Attacking a mayor, injuring his wife and children, arson, looting – news and photos from the vicinity of Paris, the city we once knew as the city of light. Today, the only things emitting light are those that are burning: four years ago it was the Notre-Dame, today it is the burning cars or a swimming pool built for the 2024 Olympic Games. Otherwise, there is nothing but darkness, both in the physical and mental sense.
Meanwhile, President Macron “is giving deep thought” to the events to understand the causes that led to violence, the press quoted him as saying. As if he was a foreign professor of philosophy, who has just arrive to see the Louvre, and not the leader of the state whose institutions are being destroyed by the migrant thugs.

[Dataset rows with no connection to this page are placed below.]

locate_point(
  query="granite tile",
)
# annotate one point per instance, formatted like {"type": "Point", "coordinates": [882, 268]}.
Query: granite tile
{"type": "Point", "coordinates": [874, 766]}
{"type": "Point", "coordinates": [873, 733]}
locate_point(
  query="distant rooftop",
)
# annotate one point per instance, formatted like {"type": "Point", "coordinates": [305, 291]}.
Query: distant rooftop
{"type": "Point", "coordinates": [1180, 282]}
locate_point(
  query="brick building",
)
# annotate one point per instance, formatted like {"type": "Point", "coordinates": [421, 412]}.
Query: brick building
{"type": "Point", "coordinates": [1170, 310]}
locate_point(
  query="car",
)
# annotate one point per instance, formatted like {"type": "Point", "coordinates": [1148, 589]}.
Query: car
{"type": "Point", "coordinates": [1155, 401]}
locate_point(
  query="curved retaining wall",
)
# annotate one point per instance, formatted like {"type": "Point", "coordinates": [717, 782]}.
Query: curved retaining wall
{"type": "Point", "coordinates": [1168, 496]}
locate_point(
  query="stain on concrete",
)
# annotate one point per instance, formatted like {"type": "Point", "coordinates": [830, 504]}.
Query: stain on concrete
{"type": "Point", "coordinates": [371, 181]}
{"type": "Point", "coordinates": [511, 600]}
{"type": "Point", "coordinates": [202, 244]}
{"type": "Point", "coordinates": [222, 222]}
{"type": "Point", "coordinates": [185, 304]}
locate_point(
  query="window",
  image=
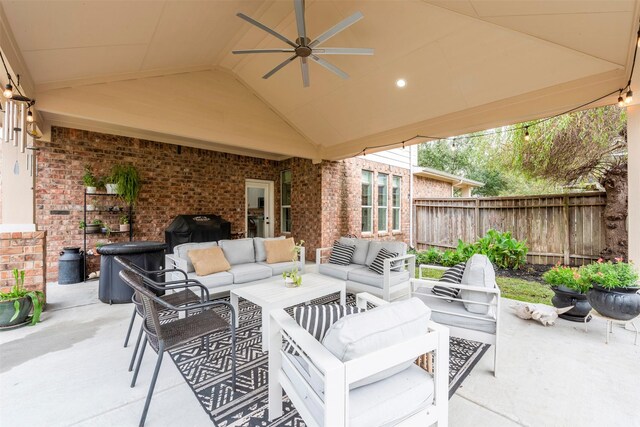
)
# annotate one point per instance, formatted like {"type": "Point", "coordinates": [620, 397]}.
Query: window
{"type": "Point", "coordinates": [285, 201]}
{"type": "Point", "coordinates": [395, 203]}
{"type": "Point", "coordinates": [367, 201]}
{"type": "Point", "coordinates": [383, 201]}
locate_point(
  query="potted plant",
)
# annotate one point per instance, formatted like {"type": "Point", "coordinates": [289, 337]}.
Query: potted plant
{"type": "Point", "coordinates": [614, 288]}
{"type": "Point", "coordinates": [124, 223]}
{"type": "Point", "coordinates": [16, 305]}
{"type": "Point", "coordinates": [127, 181]}
{"type": "Point", "coordinates": [292, 279]}
{"type": "Point", "coordinates": [570, 289]}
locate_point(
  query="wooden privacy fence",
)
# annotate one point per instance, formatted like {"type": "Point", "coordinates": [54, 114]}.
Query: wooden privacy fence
{"type": "Point", "coordinates": [566, 228]}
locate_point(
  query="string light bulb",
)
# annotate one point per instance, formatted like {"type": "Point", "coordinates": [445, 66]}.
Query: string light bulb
{"type": "Point", "coordinates": [8, 91]}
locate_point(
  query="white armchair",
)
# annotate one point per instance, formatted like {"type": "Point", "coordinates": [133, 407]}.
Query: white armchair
{"type": "Point", "coordinates": [381, 387]}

Moreover, the explanation is relatively simple. After decades of beating around the bush over the issue of migration and the ever-increasing swelling of the problem, and after calling the anti-immigration National Front and its voters racist, it's obviously difficult to do a quick introspection.
Politically correct textbooks would come up with the false claim that mass migration satisfies both parties involved, as migrants can live in a more developed country, and the developed country gains working hands. Today, the photos from France paint a picture of a country that is infinitely sad and depressed. Peaceful citizens consider the riots unbearable: they protest the protesters. The youngsters, many of whom are from a migration background, and in many cases children, think that they cannot live in the state where they were born or taken by their parents.
“It's not the state's job to solve the problem of a twelve-year-old setting fire to a school,” French Interior Minister Gerald Darmanin says. This is only partly true, in case of individual children, but children's problems are well known to be symptoms of something else, this time of a sick society. Everyone is frustrated. Police officers fear that they will either be killed in the no-go zone or face internal investigations. "This neighborhood was their district. A dreaded district, the most formidable in the city, perhaps in the country. The cops already knew on their way here, looking at the rooftops of the apartment blocks, that nasty things were going on," Laurent Obertone wrote a few years ago. When we first picked up his dystopia, his book called Gerilla seemed like a fun summer read. But not this summer.